1709 Ukraina, provisional designation , is a stony asteroid from the inner regions of the asteroid belt, approximately 9 kilometers in diameter. It was discovered on 16 August 1925, by Soviet astronomer Grigory Shajn at Simeiz Observatory on the Crimean peninsula. It was named in honor of Ukraine.

== Orbit and classification ==

Ukraina orbits the Sun in the inner main-belt at a distance of 1.9–2.9 AU once every 3 years and 8 months (1,340 days). Its orbit has an eccentricity of 0.21 and an inclination of 8° with respect to the ecliptic.

The body's observation arc begins at Heidelberg, five days after its official discovery observation at Simeiz.

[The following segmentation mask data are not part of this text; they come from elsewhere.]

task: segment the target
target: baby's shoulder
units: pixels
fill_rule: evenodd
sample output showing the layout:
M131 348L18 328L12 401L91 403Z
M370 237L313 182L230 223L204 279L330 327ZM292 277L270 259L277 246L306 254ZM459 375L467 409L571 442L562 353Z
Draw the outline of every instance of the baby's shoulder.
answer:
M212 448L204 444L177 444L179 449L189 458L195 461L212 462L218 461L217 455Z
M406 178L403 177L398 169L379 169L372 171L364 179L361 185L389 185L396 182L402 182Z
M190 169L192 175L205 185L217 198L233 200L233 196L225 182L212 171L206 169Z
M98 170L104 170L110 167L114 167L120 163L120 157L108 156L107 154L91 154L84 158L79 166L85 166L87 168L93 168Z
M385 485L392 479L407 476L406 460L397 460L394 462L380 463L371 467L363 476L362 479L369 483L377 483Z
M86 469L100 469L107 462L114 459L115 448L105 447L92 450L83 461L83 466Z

== Physical characteristics ==

The S-type asteroid has an albedo of about 0.2 and a rotation period of 7.3 hours.

== Naming ==

This minor planet was named after the country Ukraine, then the Ukrainian Soviet Socialist Republic (1922–1991). The name was proposed by the Institute of Theoretical Astronomy in Leningrad, what is now St. Petersburg. The official was published by the Minor Planet Center on 1 June 1967 (M.P.C. 2740).